Sexual sins are by no means the worst sins. However, neither are they trivial, for sexuality is an important part of a person’s humanity and personality. While some society can probably be found somewhere that permits any given sexual practice, nevertheless, every known society has sexual rules, taboos, and norms. The idea that sexual acts are merely private is wrongheaded, for sexual acts and attitudes have profound social consequences. The Church and state both quite properly have an interest in seeing that individuals are taught and encouraged to direct their sexual energies in positive, constructive channels.
The Christian in Society
The Church’s moral teaching includes principles that are both ‘conservative’ and ‘liberal’, and as a whole the Church’s teaching is outside the current political spectrum. For instance, the natural law as understood by the Church includes the principle of subsidiarity, which holds that in general things that can be done privately, rather than publicly, should be left private, while things that must be done publicly should be done by the lowest level of public authority that is practical and efficient. This principle might well seem to be ‘conservative’ in the modern political scheme. The Church’s moral teaching also holds that the right to private property is qualified by the higher demands of the public good. This principle might well seem to be ‘liberal’.

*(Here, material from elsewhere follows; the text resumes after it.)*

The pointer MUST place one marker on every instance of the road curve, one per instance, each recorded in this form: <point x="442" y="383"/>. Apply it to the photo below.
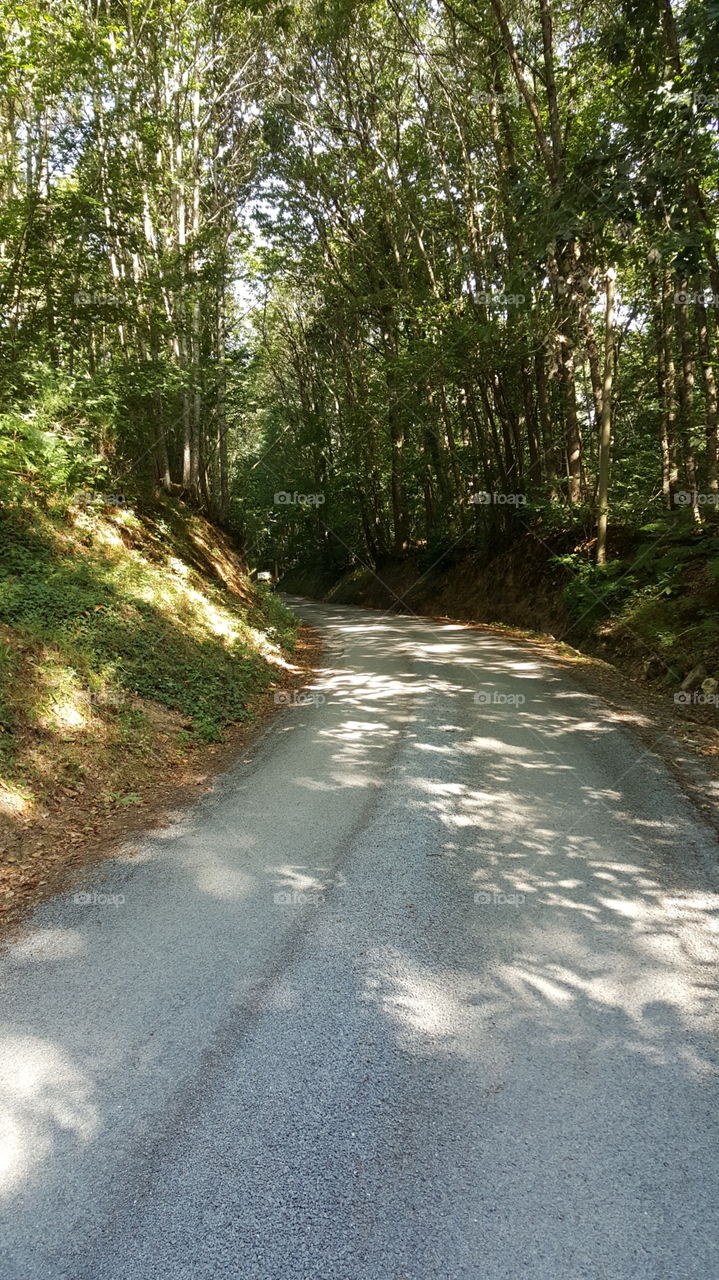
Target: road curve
<point x="424" y="991"/>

In general, however, the Church’s concern is for the salvation of souls and the promotion of “true religion and virtue.” Modern regimes are not generally organized around any particular vision of true religion or virtue, but rather around instrumental, secondary goods (such as economic prosperity or liberty). It is not clear that such a truncated political vision is desirable or can long endure. While the Church does not endorse contending political candidates or parties, the Church’s moral teaching at times might well have political and even partisan implications. Some of these teachings are discussed in brief under the links located at the right. In modern democracies, it is up to the individual believer to determine which party or candidates best conform to the teachings of the Church.